I extensively used the ofxDatGui addon for dynamically controlling variables within the code. It was really helpful as compile is quite long and so this makes tuning and experimenting with variables much simpler. It also has folders which I used by passing a reference to each scene on startup, this made it so much easier to work on a single scene or part of the code.

I found writing the code quite challenging as I'm not very familiar with C++ and the differences relative to JavaScript, which I use a lot more. I spent a lot of time getting the numerals of the clock to align so that they didn't jump around as the "1" numeral is thinner than the "8". In the end, I made equal-sized blocks, in which each numeral would be centred and then had an adjustable width for the block that contains the colon (pictured below). It was a huge amount of coding work for something which looks very simple, so perhaps I missed a trick, or there is a good library which could have done most of this for me.

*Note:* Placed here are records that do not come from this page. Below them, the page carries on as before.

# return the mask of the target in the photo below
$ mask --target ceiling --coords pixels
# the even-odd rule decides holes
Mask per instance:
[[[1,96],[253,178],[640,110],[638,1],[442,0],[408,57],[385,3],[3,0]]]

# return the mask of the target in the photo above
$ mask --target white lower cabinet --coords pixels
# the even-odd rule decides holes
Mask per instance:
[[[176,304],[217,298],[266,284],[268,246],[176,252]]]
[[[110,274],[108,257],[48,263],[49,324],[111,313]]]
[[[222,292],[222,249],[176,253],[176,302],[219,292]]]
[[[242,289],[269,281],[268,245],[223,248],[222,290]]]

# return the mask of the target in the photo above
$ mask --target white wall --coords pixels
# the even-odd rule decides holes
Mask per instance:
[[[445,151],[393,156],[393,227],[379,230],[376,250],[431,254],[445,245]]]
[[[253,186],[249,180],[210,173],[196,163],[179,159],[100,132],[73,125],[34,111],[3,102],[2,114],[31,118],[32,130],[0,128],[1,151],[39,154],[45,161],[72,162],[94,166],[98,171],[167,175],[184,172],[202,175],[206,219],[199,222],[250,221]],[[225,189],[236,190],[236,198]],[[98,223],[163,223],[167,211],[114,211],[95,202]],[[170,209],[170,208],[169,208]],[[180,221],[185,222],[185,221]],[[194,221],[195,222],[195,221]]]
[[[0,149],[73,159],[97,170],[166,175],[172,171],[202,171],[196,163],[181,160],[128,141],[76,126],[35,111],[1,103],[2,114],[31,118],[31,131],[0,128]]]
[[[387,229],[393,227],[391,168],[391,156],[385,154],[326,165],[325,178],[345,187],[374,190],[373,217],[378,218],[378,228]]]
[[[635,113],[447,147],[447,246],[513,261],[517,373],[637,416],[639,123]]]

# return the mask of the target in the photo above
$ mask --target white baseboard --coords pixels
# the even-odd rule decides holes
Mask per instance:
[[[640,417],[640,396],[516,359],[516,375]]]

I also had problems with the text in the mouth clock scene. There I was basing my code on the OrganicText example we developed in Term 1. The trouble was that the code for creating points measures the rendered width of a glyph, so again an "8" is wider than a "1", and then I wanted to render the same text again over the top. In the end, I stored the width of the "8" during the setup code and then reused it. However, it still needed a little offset to adjust depending on screen size. I used a Logitech external webcam as I found it had better resolution and contrast than the build in iMac webcam.


Future development

There's a lot more development I could add to this work. I started on the ability to switch scenes, but only had time to implement two scenes. Ideally, I would add many more scenes, also adding more dynamic variability within the scenes. I'd also like to look at changing the parameters of the scene more with the time so that it reflects ideas around when the person is viewing the piece. So at night, it would show a different style of interaction compared to daytime, but also perhaps it has a different style in winter compared to summer.

Self evaluation

Overall I was pleased with the work. At the exhibition, it was really enjoyable to watch people interacting with the work without knowing that I was the author and to see how they understood and worked with the piece. It seemed the mouth clock scene was more popular than the webcam delay, so I left it mostly playing that scene. People understood the mode of interaction quickly, but the face tracking itself wasn't that reliable. There's another library OpenFace which I think might be more reliable, but it wasn't clear how easily I could use it with my existing OpenFrameworks code, so I didn't try to use it.

My code was quite well structured, but I'm still struggling with understanding how to pass references around in C++, so it limited some of the modularity of the code, and also made it harder to reused code between scenes.